State and Local Health Programs
Department of Health Care Services (DHCS). The DHCS administers the Medicaid program, known as the California Medical Assistance Program (Medi-Cal) in California. MediCal is a joint federal-state program that provides health care services to qualified low-income persons. Currently, Medi-Cal provides health care services to over 12 million people, with a General Fund budget estimated at $18 billion for 2015-16. Federal law establishes some minimum requirements for state Medicaid programs regarding the types of services offered and who is eligible to receive them. Required services include hospital inpatient and outpatient care, skilled nursing care, and doctor visits. In addition, California offers an array of services considered optional under federal law, such as coverage of prescription drugs and durable medical equipment. While Medi-Cal is by far the largest healthcare program that DHCS administers in terms of both funding level and persons served, the department also administers a few other programs that provide health care services.

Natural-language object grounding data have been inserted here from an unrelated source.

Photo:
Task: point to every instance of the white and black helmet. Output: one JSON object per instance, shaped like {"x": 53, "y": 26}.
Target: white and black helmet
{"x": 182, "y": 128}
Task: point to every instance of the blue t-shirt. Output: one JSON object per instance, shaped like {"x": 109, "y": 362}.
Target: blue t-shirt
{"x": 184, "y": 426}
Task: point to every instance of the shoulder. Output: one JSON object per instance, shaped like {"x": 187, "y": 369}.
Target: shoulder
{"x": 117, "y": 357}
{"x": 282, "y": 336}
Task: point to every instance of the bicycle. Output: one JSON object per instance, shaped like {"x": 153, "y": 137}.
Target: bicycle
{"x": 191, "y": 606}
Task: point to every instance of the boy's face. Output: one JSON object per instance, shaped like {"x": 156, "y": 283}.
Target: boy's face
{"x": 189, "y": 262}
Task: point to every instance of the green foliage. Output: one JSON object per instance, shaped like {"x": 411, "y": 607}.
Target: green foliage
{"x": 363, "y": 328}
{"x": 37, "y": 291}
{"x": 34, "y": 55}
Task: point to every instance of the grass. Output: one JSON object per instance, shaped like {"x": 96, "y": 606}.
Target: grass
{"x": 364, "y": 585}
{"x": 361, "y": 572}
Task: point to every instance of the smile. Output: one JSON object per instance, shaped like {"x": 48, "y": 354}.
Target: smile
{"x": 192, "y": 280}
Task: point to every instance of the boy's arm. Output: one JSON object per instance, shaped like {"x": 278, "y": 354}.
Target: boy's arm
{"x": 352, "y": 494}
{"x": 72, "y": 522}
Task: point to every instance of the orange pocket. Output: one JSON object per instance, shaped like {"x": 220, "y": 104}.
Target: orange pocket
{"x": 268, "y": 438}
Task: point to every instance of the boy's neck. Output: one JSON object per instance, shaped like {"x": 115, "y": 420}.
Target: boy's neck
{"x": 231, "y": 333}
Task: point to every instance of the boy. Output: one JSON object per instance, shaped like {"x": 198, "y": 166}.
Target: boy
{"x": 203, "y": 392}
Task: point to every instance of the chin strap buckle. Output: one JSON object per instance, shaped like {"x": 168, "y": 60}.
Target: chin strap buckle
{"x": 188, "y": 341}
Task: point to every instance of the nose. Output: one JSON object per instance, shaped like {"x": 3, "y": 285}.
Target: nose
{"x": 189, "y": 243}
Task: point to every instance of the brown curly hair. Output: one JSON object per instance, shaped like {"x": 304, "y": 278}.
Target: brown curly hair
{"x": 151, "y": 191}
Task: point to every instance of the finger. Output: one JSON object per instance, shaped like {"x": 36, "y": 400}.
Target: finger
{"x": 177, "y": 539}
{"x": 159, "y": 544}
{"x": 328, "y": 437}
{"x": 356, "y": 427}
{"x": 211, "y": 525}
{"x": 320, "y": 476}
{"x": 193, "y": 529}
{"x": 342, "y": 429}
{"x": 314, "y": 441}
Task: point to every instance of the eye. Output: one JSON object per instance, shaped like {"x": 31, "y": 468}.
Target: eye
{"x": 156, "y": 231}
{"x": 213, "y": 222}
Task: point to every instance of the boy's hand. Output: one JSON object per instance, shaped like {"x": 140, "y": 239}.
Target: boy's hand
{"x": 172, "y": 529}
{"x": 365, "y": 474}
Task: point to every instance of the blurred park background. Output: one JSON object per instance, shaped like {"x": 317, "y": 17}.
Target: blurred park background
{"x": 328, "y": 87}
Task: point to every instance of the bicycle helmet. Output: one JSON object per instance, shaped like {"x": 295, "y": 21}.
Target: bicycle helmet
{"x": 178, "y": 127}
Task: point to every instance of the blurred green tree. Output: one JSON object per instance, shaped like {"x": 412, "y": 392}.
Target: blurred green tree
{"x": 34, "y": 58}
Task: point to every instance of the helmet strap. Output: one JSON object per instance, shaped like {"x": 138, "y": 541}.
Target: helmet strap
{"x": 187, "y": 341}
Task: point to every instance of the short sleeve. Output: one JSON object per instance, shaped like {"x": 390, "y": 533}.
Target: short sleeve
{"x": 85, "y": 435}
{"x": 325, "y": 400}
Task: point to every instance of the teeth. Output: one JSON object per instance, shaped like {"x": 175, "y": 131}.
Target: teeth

Department of Public Health (DPH). The DPH administers and oversees a wide variety of programs with the goal of optimizing the health and well-being of Californians. The department’s programs address a broad range of health issues, including tobacco-related diseases, maternal and child health, cancer and other chronic diseases, communicable disease control, and inspection of health facilities. Many public health programs and services are delivered at the local level, while the state provides funding, oversight, and overall strategic leadership for improving population health. The state also centrally administers certain public health programs, such as licensing and certification of health facilities.
State Spending Limit
The State Constitution contains various rules affecting the state budget, such as the state spending limit that has been in place since passage of Proposition 4 in 1979. The Constitution requires the state to issue taxpayer rebates if the state exceeds the spending limit.
See Attachment A for the full text of the measure and Attachment B for the full report by the Legislative Analyst's Office.
There would be no record of the County's support for the ballot initiative.